D. Time è «too much»: Rai1 fa il santino a Lady Diana

D. Time, Rai1

Più che un documentario, una monografia agiografica. “D. Time – Il tempo di Lady D.“, la coproduzione internazionale realizzata da Rai Documentari e proposta ieri da Rai1, ha ricordato la «principessa del popolo» incoronandola post mortem con attributi unicamente positivi. Al punto da farne quasi un santino lontano dalla polifonica realtà o comunque distaccato da essa.

Pur nella varietà dei contenuti trasmessi, il ritratto tv della popolarissima donna è risultato dunque appiattito da una narrazione monocorde che ha utilizzato come unica (e semplicistica) chiave di lettura l’opposizione tra l’emancipato progressismo conquistato negli anni da Lady Diana e il conservatorismo del Palazzo, che avrebbe preferito relegare la principessa a un ruolo più in ombra. E che mal digeriva la libertà di azione e l’influenza sociale esercitate dalla donna.

Il documentario, sin dalle sue prime battute, ha presentato Diana Spencer come icona di un candore emotivo esploso nel tempo, ma presente da sempre. “Diceva che voleva mantenersi integra per quello che la aspettava, cioè che avrebbe custodito la sua verginità e preservato la sua purezza per qualunque cosa le avesse riservato il destino“, racconta alle telecamere il biografo Andrew Morton. In un’alternanza tra immagini d’epoca e testimonianze, “D. Time” ha poi raccontato la trasformazione di Diana da donna “bella ma sottomessa, di poche parole” a “regina di cuori“. Il tutto con una prosa spesso leziosa, priva di un contraltare che avrebbe probabilmente messo in evidenza tutte le sfaccettature della protagonista.

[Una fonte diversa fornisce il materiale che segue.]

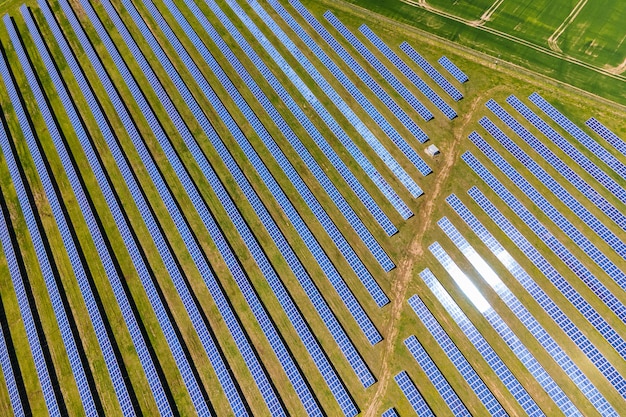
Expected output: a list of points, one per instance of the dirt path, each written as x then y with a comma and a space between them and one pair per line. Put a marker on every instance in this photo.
414, 251
552, 40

A ricordare la principessa a 24 anni dalla morte sono stati, nel documentario, alcuni giornalisti (tra cui l’ex conduttrice di Itv Trisha Goddard), confidenti e fotografi che la seguirono da vicino o che addirittura la conobbero. Il racconto di questi ultimi, però, ha dato ampio spazio alle luci e poco alle ombre che la stessa Diana confidò di aver attraversato. A queste ultime ha fatto solamente cenno la voce narrante italiana, la giornalista Laura Chimenti. Punto debole della trasmissione, inoltre, si è rivelato il doppiaggio: spesso caricaturale, con intonazioni che tendevano ad attribuire una connotazione positiva o negativa a seconda del protagonista a cui veniva data voce.

Da promuovere invece, per quanto discreta e non invasiva, la conduzione italiana affidata alla già citata Chimenti. La giornalista del Tg1, voce narrante del documentario, ha guidato il pubblico senza prendere il sopravvento sul racconto, riuscendo peraltro a smorzare l’eccessiva retorica di alcuni testi di commento. Un esempio? Diana “utilizzò la sua fama per regalare amore, per dare voce a chi non aveva mai ricevuto attenzioni“, ha chiosato nel finale la giornalista, descrivendo la compianta principessa come “una stella che si è spenta 24 anni fa ma che ancora oggi continua a brillare“. Maybe too much, avrebbero detto pure oltremanica.